🤖 AI Summary
This work addresses the limitations of traditional stochastic local search in multi-objective combinatorial optimization, where fixed neighborhood structures often lead to premature convergence and insufficient exploration. To overcome this, the authors propose Variable-Step Stochastic Local Search (VS-RLS), a novel approach that dynamically adjusts step size and neighborhood range throughout the search process. Initially employing large steps to enhance global exploration, VS-RLS progressively reduces step size to enable fine-grained exploitation in later stages, thereby effectively balancing exploration and exploitation. As the first method to incorporate a dynamic variable-step mechanism into local search for multi-objective combinatorial optimization, VS-RLS significantly improves the ability to escape local optima and enhances solution set diversity.

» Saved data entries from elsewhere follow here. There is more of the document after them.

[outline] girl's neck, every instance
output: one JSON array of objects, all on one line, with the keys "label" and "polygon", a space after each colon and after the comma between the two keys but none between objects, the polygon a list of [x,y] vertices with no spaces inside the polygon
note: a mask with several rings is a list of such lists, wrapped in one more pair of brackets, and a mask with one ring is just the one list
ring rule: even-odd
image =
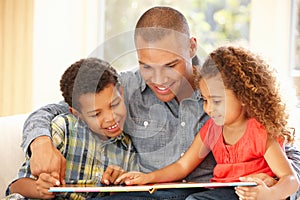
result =
[{"label": "girl's neck", "polygon": [[237,143],[244,135],[247,128],[248,119],[239,121],[238,123],[232,125],[223,126],[223,138],[224,143],[227,145],[234,145]]}]

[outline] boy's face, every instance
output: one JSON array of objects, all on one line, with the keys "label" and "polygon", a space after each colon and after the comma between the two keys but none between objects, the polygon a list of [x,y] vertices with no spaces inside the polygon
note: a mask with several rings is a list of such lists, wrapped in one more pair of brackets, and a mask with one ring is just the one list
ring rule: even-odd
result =
[{"label": "boy's face", "polygon": [[[136,46],[140,72],[158,99],[168,102],[185,98],[192,80],[191,57],[196,45],[186,39],[179,42],[171,34],[155,42],[137,37]],[[187,44],[188,43],[188,44]]]},{"label": "boy's face", "polygon": [[219,125],[231,126],[245,120],[245,110],[232,90],[226,89],[220,75],[201,79],[204,111]]},{"label": "boy's face", "polygon": [[126,107],[122,94],[113,84],[109,84],[99,93],[81,95],[79,103],[81,113],[78,115],[93,132],[109,138],[122,133]]}]

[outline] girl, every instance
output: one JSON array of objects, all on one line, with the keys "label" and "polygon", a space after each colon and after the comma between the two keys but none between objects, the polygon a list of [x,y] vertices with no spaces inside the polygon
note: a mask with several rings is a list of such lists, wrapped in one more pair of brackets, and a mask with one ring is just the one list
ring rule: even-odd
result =
[{"label": "girl", "polygon": [[[296,192],[299,182],[282,150],[284,141],[293,142],[293,135],[269,66],[245,49],[220,47],[196,77],[203,108],[211,118],[189,150],[165,168],[148,174],[130,172],[117,181],[132,185],[180,180],[212,151],[217,165],[211,181],[258,185],[216,188],[187,199],[285,199]],[[243,178],[260,173],[276,176],[278,182],[270,186],[258,178]]]}]

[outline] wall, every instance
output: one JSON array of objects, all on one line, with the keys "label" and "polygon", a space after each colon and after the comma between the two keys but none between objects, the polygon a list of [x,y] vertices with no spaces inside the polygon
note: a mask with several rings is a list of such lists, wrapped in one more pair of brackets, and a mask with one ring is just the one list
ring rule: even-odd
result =
[{"label": "wall", "polygon": [[59,80],[102,42],[104,1],[35,1],[32,109],[62,100]]}]

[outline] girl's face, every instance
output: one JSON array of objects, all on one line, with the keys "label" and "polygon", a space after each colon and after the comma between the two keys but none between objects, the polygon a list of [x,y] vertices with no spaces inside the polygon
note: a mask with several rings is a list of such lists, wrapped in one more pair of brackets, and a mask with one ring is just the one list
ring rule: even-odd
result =
[{"label": "girl's face", "polygon": [[117,137],[123,131],[126,107],[122,94],[113,84],[99,93],[88,93],[79,97],[81,112],[77,115],[98,135]]},{"label": "girl's face", "polygon": [[201,79],[203,109],[219,126],[230,126],[245,120],[245,109],[232,90],[226,89],[221,75]]}]

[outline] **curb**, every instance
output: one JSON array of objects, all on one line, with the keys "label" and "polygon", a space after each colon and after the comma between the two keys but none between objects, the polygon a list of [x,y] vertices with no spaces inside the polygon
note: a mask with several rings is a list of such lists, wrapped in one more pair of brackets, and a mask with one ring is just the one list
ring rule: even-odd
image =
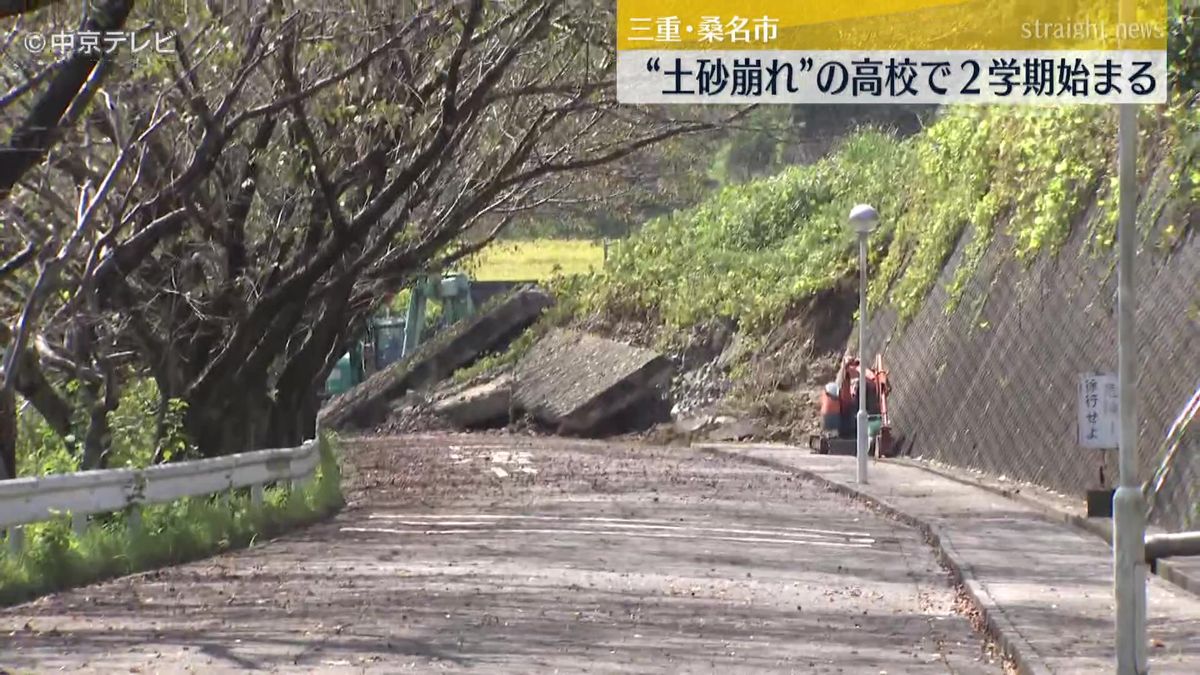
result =
[{"label": "curb", "polygon": [[1045,661],[1034,651],[1033,646],[1021,635],[1016,626],[1012,624],[1009,618],[1004,614],[1000,604],[992,598],[987,589],[975,577],[975,572],[971,565],[963,560],[962,556],[954,548],[954,544],[942,536],[941,531],[932,523],[918,518],[910,513],[902,511],[886,502],[882,501],[868,492],[859,490],[858,488],[835,481],[831,478],[826,478],[814,471],[802,469],[800,467],[789,466],[783,462],[778,462],[762,457],[751,457],[741,454],[736,451],[727,450],[724,448],[713,446],[696,446],[701,452],[711,454],[724,455],[741,459],[746,462],[766,466],[773,469],[780,469],[789,473],[795,474],[816,483],[831,492],[836,492],[851,499],[861,501],[869,506],[872,506],[883,513],[886,513],[903,523],[906,523],[920,530],[933,545],[939,560],[949,568],[954,580],[961,584],[967,591],[967,595],[971,598],[975,608],[979,610],[983,616],[984,625],[988,637],[992,638],[1000,647],[1001,652],[1017,666],[1017,671],[1021,675],[1051,675],[1050,667]]},{"label": "curb", "polygon": [[1169,560],[1159,560],[1151,565],[1150,569],[1163,581],[1175,584],[1194,595],[1200,595],[1200,577],[1194,573],[1184,572],[1179,565]]},{"label": "curb", "polygon": [[[1049,518],[1052,521],[1059,521],[1062,523],[1066,523],[1067,525],[1070,525],[1078,530],[1082,530],[1084,532],[1087,532],[1088,534],[1099,537],[1099,538],[1103,539],[1105,541],[1105,543],[1107,543],[1109,545],[1110,548],[1112,547],[1112,537],[1113,537],[1112,527],[1111,527],[1112,521],[1110,521],[1108,519],[1091,519],[1086,516],[1080,516],[1080,515],[1077,515],[1074,513],[1068,513],[1066,511],[1062,511],[1060,509],[1054,508],[1053,506],[1046,504],[1045,502],[1041,501],[1040,499],[1036,499],[1033,497],[1027,497],[1027,496],[1021,494],[1020,492],[1015,492],[1013,490],[1007,490],[1007,489],[1004,489],[1001,487],[997,487],[995,485],[989,485],[988,483],[985,483],[982,481],[977,481],[972,478],[968,478],[966,476],[958,476],[949,471],[944,471],[944,470],[936,468],[936,467],[927,466],[922,462],[914,461],[911,459],[902,458],[902,459],[893,459],[890,461],[895,462],[901,466],[907,466],[907,467],[911,467],[914,469],[920,469],[922,471],[928,471],[929,473],[941,476],[942,478],[952,480],[952,481],[955,481],[958,483],[962,483],[964,485],[970,485],[971,487],[977,487],[981,490],[987,490],[988,492],[990,492],[994,495],[999,495],[1001,497],[1011,499],[1015,502],[1020,502],[1024,505],[1038,511],[1043,516]],[[1189,572],[1184,571],[1180,565],[1173,563],[1170,560],[1162,559],[1162,560],[1155,561],[1154,563],[1152,563],[1150,565],[1150,571],[1153,572],[1160,579],[1162,579],[1163,581],[1166,581],[1169,584],[1177,586],[1189,593],[1192,593],[1193,595],[1200,595],[1200,577],[1198,577],[1195,573],[1189,573]]]}]

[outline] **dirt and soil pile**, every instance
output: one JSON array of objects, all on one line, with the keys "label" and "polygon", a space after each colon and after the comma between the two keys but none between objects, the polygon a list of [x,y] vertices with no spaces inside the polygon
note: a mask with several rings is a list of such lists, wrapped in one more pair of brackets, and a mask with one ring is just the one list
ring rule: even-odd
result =
[{"label": "dirt and soil pile", "polygon": [[580,319],[470,381],[453,382],[450,371],[400,398],[391,394],[399,389],[382,391],[375,405],[384,415],[370,425],[379,433],[504,428],[673,444],[804,443],[819,431],[820,392],[836,375],[856,297],[852,284],[839,284],[765,335],[712,321],[662,352],[648,348],[656,341],[648,326]]}]

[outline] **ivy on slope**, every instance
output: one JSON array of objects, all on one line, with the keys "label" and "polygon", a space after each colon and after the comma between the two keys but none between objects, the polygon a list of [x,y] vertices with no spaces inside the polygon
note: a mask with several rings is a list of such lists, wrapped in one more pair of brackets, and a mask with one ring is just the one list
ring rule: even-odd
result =
[{"label": "ivy on slope", "polygon": [[[678,330],[726,316],[762,331],[796,298],[855,269],[846,213],[856,201],[902,210],[913,159],[888,134],[859,133],[834,157],[647,223],[572,293],[583,312],[617,320]],[[882,229],[886,237],[891,224]]]},{"label": "ivy on slope", "polygon": [[[1162,115],[1143,114],[1151,140]],[[1194,109],[1185,110],[1174,126],[1194,119]],[[714,317],[761,334],[857,269],[845,218],[867,202],[884,219],[872,237],[872,301],[890,302],[901,320],[920,309],[973,228],[949,289],[952,308],[999,228],[1011,254],[1029,262],[1057,252],[1097,196],[1102,209],[1115,210],[1103,199],[1115,132],[1108,106],[964,106],[906,140],[862,131],[815,165],[727,187],[648,223],[603,272],[569,293],[577,313],[648,322],[668,334]],[[1157,147],[1143,146],[1146,155]],[[1111,245],[1112,232],[1097,228],[1093,237]]]},{"label": "ivy on slope", "polygon": [[969,107],[939,120],[913,140],[914,198],[897,216],[872,297],[887,293],[902,319],[913,316],[969,224],[974,233],[949,289],[951,309],[999,221],[1019,259],[1056,252],[1111,161],[1110,118],[1102,106]]},{"label": "ivy on slope", "polygon": [[[1171,184],[1183,201],[1193,206],[1200,199],[1200,94],[1191,105],[1176,107],[1168,118],[1169,152],[1172,162]],[[1181,226],[1175,224],[1175,234]]]}]

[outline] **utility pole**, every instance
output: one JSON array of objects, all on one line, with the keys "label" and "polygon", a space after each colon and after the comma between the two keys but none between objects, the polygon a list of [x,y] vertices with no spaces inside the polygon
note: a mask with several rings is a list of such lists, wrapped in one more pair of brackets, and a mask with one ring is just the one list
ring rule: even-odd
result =
[{"label": "utility pole", "polygon": [[[1137,20],[1136,0],[1121,0],[1119,20]],[[1118,33],[1120,36],[1121,33]],[[1121,46],[1121,45],[1118,45]],[[1134,256],[1137,254],[1136,104],[1119,106],[1117,170],[1117,386],[1120,398],[1120,485],[1113,497],[1113,592],[1116,596],[1117,673],[1143,675],[1146,661],[1146,506],[1137,478],[1137,332]]]}]

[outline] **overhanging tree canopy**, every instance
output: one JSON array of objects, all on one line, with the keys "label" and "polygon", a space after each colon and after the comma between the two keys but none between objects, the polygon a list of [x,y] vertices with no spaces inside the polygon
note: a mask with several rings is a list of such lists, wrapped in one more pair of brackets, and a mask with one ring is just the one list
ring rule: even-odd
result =
[{"label": "overhanging tree canopy", "polygon": [[[148,10],[173,53],[100,58],[63,113],[79,123],[0,193],[0,321],[37,372],[81,383],[92,464],[140,374],[187,403],[205,454],[294,443],[379,302],[589,172],[712,126],[616,105],[611,7],[230,4]],[[22,393],[51,419],[40,382]]]}]

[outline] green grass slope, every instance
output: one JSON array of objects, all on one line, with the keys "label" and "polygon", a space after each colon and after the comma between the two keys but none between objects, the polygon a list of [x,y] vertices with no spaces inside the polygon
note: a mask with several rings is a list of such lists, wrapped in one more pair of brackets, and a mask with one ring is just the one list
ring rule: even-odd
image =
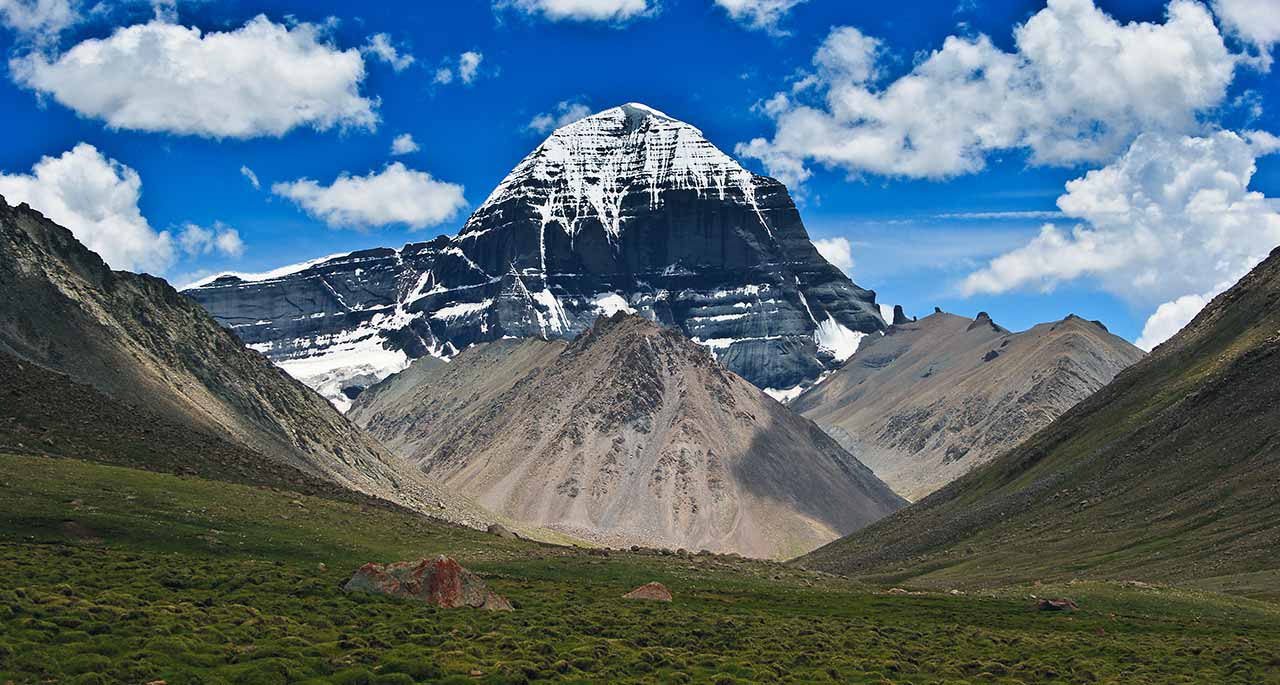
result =
[{"label": "green grass slope", "polygon": [[1070,578],[1280,597],[1280,250],[1032,438],[800,559],[920,587]]},{"label": "green grass slope", "polygon": [[[437,553],[516,611],[340,589],[366,561]],[[620,599],[650,580],[676,601]],[[1082,611],[1031,611],[1028,592]],[[1280,611],[1247,599],[1105,583],[886,595],[779,564],[602,557],[283,489],[0,453],[0,683],[1278,679]]]}]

Experimental results demonstrate its superior performance over state-of-the-art local search and multi-objective evolutionary algorithms across multiple benchmark problems, highlighting its robustness and generalization capability.
📝 Abstract
Over the past two decades, research in evolutionary multi-objective optimization has predominantly focused on continuous domains, with comparatively limited attention given to multi-objective combinatorial optimization problems (MOCOPs). Combinatorial problems differ significantly from continuous ones in terms of problem structure and landscape. Recent studies have shown that on MOCOPs multi-objective evolutionary algorithms (MOEAs) can even be outperformed by simple randomised local search. Starting with a randomly sampled solution in search space, randomised local search iteratively draws a random solution (from an archive) to perform local variation within its neighbourhood. However, in most existing methods, the local variation relies on a fixed neighbourhood, which limits exploration and makes the search easy to get trapped in local optima. In this paper, we present a simple yet effective local search method, called variable stepsize randomized local search (VS-RLS), which adjusts the stepsize during the search. VS-RLS transitions gradually from a broad, exploratory search in the early phases to a more focused, fine-grained search as the search progresses. We demonstrate the effectiveness and generalizability of VS-RLS through extensive evaluations against local search and MOEAs methods on diverse MOCOPs.